I see “the squad” out there in force, in front of the control center, which is all that is visible to me from the cell, all that is visible from any cell in IMU. That and the small room behind it that they sometimes use for hearings.
They are bringing someone in. I can’t yet see who it is, but I am excited by the prospect because they are going to put him in the cell next to mine—I know because it is the only one open in the block. He might even be someone I know … someone I will be able to talk to.
A minute later he appears, surrounded by guards as he shuffles around the corner of the control center. Two guards have hold of him directly, gripping him tightly by the shoulder and elbow—apparently feeling it is necessary despite the network of chains restraining him, the leash he is connected to, the white cloth sack pulled over his head. They are watching him closely. All of them.
As he is pushed forward through the gate and into the block, it takes me only a second to recognize him. Even with the bag over his head, it would be impossible to mistake Donald Stook for anyone other than who he is. Angry red slashes cover his forearms. Dozens of them. Maybe more than a hundred. Vestiges of the times that he’s tried to kill himself. And beneath the orange coveralls, I know there are more scars. Burn scars. His legs are covered with them from the times he hasn’t had anything to cut himself with, when he’s wrapped his legs in toilet paper instead and lit it on fire.
And Stook is crazy. No question about it. One hundred percent stark raving mad. If anyone unfamiliar with prison think they don’t send the completely insane here, I would like to introduce them to Stook, and many others as well.
He came in young (for the seemingly petty crime of stealing a truck), then was transferred here to Walla Walla when administrators at the receiving prison realized they couldn’t handle him. Not long after his arrival, he killed another prisoner. Strangled him. An offense for which he received a death sentence and lived for a number of years on Death Row, until that sentence was somehow vacated and he was given the sentence of life instead.

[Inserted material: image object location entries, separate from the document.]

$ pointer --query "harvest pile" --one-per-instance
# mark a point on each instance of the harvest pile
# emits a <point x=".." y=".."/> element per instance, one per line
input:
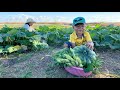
<point x="79" y="56"/>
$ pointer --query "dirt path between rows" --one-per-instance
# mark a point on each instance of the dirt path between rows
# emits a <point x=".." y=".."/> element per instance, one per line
<point x="41" y="65"/>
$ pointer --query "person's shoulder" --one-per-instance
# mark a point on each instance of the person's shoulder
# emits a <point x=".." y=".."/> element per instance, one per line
<point x="72" y="34"/>
<point x="86" y="32"/>
<point x="26" y="26"/>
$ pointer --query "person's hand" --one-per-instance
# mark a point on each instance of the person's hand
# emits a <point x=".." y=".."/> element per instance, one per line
<point x="90" y="45"/>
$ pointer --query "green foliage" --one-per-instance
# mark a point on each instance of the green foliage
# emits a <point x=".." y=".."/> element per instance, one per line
<point x="79" y="56"/>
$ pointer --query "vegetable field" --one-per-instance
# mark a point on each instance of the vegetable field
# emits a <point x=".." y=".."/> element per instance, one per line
<point x="31" y="54"/>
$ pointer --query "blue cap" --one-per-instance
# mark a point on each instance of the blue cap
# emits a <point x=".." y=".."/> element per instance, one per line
<point x="78" y="20"/>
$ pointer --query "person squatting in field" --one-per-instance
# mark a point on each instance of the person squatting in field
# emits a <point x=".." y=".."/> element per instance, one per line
<point x="80" y="35"/>
<point x="28" y="25"/>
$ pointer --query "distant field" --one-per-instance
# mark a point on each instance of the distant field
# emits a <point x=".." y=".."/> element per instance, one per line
<point x="48" y="23"/>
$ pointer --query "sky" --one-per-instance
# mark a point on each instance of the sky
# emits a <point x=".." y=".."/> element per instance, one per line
<point x="59" y="16"/>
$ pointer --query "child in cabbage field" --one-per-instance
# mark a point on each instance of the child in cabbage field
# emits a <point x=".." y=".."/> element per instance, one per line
<point x="79" y="36"/>
<point x="28" y="25"/>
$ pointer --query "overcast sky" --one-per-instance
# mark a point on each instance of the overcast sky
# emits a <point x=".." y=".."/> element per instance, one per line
<point x="59" y="16"/>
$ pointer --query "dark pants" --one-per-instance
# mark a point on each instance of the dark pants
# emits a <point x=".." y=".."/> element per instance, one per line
<point x="69" y="44"/>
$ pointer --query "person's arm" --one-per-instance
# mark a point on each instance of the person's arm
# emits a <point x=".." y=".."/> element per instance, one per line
<point x="89" y="42"/>
<point x="72" y="40"/>
<point x="26" y="26"/>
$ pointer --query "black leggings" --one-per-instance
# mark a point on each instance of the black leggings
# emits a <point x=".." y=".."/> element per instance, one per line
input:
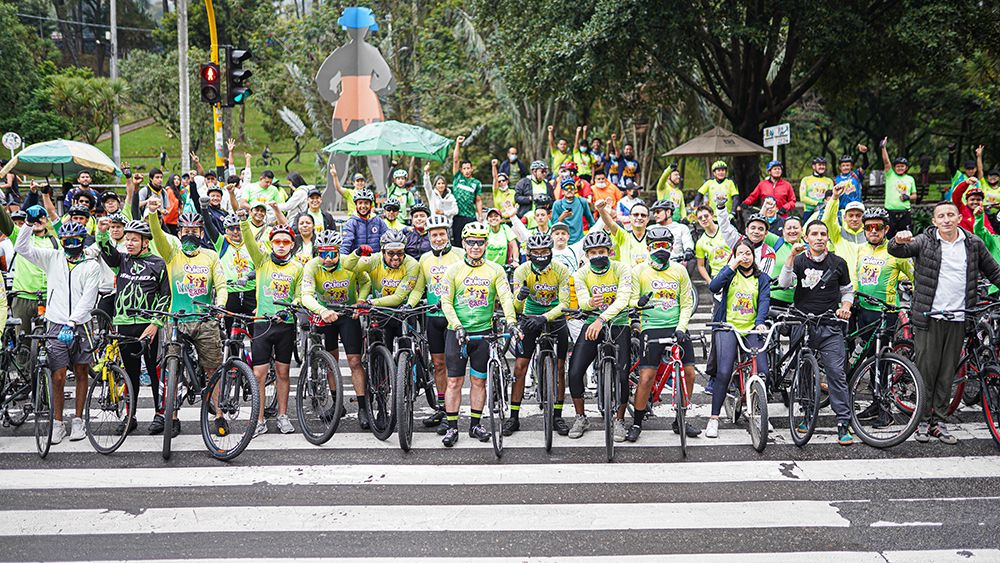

I don’t know if there ever was a time when Stook was sane. If so, it was long ago. He certainly has never been for the more than 20 years that I have known him.
Shuffling past the cell I am in, Stook moves out of my line of sight. The labored drone and vibration of an electric motor pulling a heavy steel door along its runners comes to me. And the resounding clang as it slams home on the other side of the brick and concrete wall.
I remain at the door watching as the guards leave, one of them carrying the orange coveralls that Stook had been wearing. The bag that was over his head is carried by another, who also has the chains and the leash.
Now that they are gone, I listen. Stook is ranting. An angry, nonsensical tirade that I can hear through the otherwise impenetrable wall. There is no way for me to talk to him when he is like this. I already know. Besides, I’m not sure my voice would work, even if I were to try. Maybe later.
I start scratching again.
* * *
An abbreviated series of dull thuds pounded out on the heavy steel door of the cell next to the one I am in tugs at my attention, trying to impose itself on me. I concentrate on not allowing it to do so, re-applying my attention to the pushups I am doing. “30, 31 …”
“Uncover that window!”
Hearing the words used so close and so loud, I give up and push myself up from the floor. Going to the cell door, I look out.
“C’mon, you crazy bastard …”
It’s a guard in front of Stook’s cell. I watch as he raises the heavy rubber mallet he has brought with him, bringing it down on the cell door and banging out another series of loud raps.
“Uncover the window!”
No response. At least none that I hear. Silence.
It’s been nearly 24 hours since Stook was brought in and they’ve been giving him the treatment ever since. Coming to his cell door every half hour and banging on it with rubber mallets. Trying to rile him verbally, ridiculing him. Making certain that he isn’t able to sleep.
And Stook, the last few times, begging them for water. They haven’t turned it on for him since he’s been here. Each time he asks, they only laugh at him.
It’s clear what they are doing. Baiting him into losing it. I’ve seen it too many times here not to know what it is, or to be surprised by it.
I am reminded of the first time I saw it done. To Clark. He wasn’t right in the head either, although his was more a case of mental incapacity, I believe, than outright insanity like Stook. He was a juvenile sentenced to death. It was why they kept him out here in IMU—it is where they house Death Row prisoners.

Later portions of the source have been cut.